# Where can i purchase some nice ports?



## rynfarrell (Apr 11, 2011)

Hey guys,

A coworker of mine is building some speakers. He was asking if I knew of anywhere he could order some aluminum or machined ports for home speakers? I figured I would ask here.

Thanks a lot!


----------



## its_bacon12 (Aug 16, 2007)

Why on earth would you need machined aluminum ports :surprised:


----------



## Victor_inox (Apr 27, 2012)

its_bacon12 said:


> Why on earth would you need machined aluminum ports :surprised:


LOOKS GOOD


----------



## its_bacon12 (Aug 16, 2007)

Victor_inox said:


> LOOKS GOOD


So that's not a need. It's a cosmetic "want."

I don't see the point, it would cost big money to have them machined and are not easily replaced if you miscalculate the tuning frequency or want to change tuning..

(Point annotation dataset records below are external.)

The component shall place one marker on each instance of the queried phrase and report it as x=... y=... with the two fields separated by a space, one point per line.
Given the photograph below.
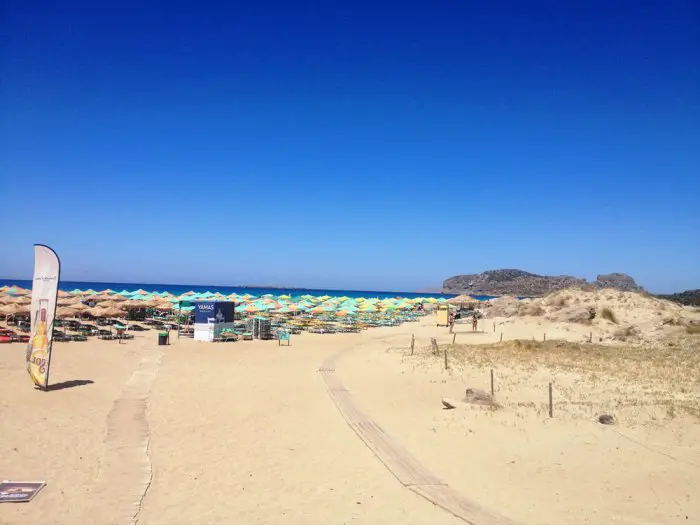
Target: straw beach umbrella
x=67 y=311
x=113 y=312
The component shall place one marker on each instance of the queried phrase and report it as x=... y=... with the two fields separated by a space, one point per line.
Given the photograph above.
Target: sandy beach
x=251 y=432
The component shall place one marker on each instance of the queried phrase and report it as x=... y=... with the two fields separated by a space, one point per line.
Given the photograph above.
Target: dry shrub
x=670 y=375
x=622 y=334
x=607 y=313
x=533 y=309
x=560 y=301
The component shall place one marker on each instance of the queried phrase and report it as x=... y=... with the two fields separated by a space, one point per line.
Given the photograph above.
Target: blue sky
x=352 y=144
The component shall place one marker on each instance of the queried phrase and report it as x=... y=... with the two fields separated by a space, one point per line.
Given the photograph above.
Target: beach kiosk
x=443 y=314
x=211 y=318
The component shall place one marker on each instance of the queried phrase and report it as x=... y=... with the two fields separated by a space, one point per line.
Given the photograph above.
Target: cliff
x=521 y=283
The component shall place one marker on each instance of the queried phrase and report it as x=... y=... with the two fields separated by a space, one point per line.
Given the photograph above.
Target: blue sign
x=224 y=312
x=203 y=311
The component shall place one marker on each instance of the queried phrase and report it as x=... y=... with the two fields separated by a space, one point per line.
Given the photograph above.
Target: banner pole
x=45 y=388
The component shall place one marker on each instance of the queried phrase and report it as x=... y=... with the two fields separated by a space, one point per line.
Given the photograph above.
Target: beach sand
x=247 y=432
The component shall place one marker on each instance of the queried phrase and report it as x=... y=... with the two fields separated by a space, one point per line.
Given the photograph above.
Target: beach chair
x=283 y=336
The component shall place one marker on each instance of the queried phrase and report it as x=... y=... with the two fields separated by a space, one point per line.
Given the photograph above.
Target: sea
x=178 y=289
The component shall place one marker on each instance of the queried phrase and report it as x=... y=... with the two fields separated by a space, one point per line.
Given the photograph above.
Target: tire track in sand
x=125 y=470
x=408 y=470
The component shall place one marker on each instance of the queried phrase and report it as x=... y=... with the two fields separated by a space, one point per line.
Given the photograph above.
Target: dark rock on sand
x=606 y=419
x=476 y=396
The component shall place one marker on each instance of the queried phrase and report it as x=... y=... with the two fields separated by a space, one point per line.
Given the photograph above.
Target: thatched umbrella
x=69 y=301
x=67 y=311
x=113 y=312
x=164 y=305
x=133 y=304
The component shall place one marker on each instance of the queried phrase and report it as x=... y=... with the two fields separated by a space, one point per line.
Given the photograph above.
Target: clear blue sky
x=351 y=144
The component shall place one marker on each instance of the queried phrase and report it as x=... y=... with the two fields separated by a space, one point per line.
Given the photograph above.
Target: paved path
x=125 y=470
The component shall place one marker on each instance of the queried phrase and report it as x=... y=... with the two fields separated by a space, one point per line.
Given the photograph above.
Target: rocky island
x=522 y=283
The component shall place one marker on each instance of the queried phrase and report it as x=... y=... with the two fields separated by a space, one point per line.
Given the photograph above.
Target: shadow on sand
x=70 y=384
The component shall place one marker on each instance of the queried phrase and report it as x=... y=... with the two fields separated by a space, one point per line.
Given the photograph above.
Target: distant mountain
x=522 y=283
x=689 y=297
x=429 y=289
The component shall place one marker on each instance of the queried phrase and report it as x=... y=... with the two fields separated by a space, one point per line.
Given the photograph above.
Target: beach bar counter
x=210 y=318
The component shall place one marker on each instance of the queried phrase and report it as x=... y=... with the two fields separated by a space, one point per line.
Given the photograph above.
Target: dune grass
x=607 y=313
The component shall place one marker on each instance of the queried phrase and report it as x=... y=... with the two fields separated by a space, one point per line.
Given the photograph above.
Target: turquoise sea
x=178 y=289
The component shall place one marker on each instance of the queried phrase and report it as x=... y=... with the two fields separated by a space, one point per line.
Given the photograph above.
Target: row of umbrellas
x=109 y=303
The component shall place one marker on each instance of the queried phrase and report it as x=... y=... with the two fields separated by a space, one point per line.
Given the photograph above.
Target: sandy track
x=244 y=434
x=398 y=460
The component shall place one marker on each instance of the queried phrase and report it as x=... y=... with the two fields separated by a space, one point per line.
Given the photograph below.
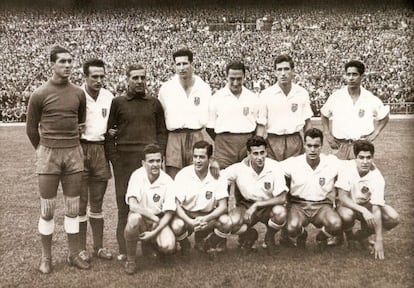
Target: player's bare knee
x=71 y=206
x=278 y=215
x=47 y=208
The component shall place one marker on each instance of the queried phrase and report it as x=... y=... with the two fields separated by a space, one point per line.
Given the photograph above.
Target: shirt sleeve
x=280 y=181
x=326 y=109
x=343 y=177
x=212 y=112
x=262 y=115
x=381 y=110
x=307 y=110
x=378 y=187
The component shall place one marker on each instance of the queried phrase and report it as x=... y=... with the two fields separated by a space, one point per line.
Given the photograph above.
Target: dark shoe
x=185 y=247
x=45 y=265
x=301 y=240
x=78 y=262
x=321 y=241
x=248 y=238
x=103 y=253
x=130 y=267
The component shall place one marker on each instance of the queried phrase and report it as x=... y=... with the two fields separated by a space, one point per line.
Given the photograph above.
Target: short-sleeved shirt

Anyway, probably better asked at Parts-Express Techtalk. They crank out speakers over there.


----------



## rynfarrell (Apr 11, 2011)

Good deal guys I will pass it on. Thanks


----------



## nineball76 (Mar 13, 2010)

Maybe something like these?















http://www.caraudioclassifieds.org/forum/showthread.php?p=1635395


----------



## rynfarrell (Apr 11, 2011)

Ya man thats perfect. Thanks a ton!


----------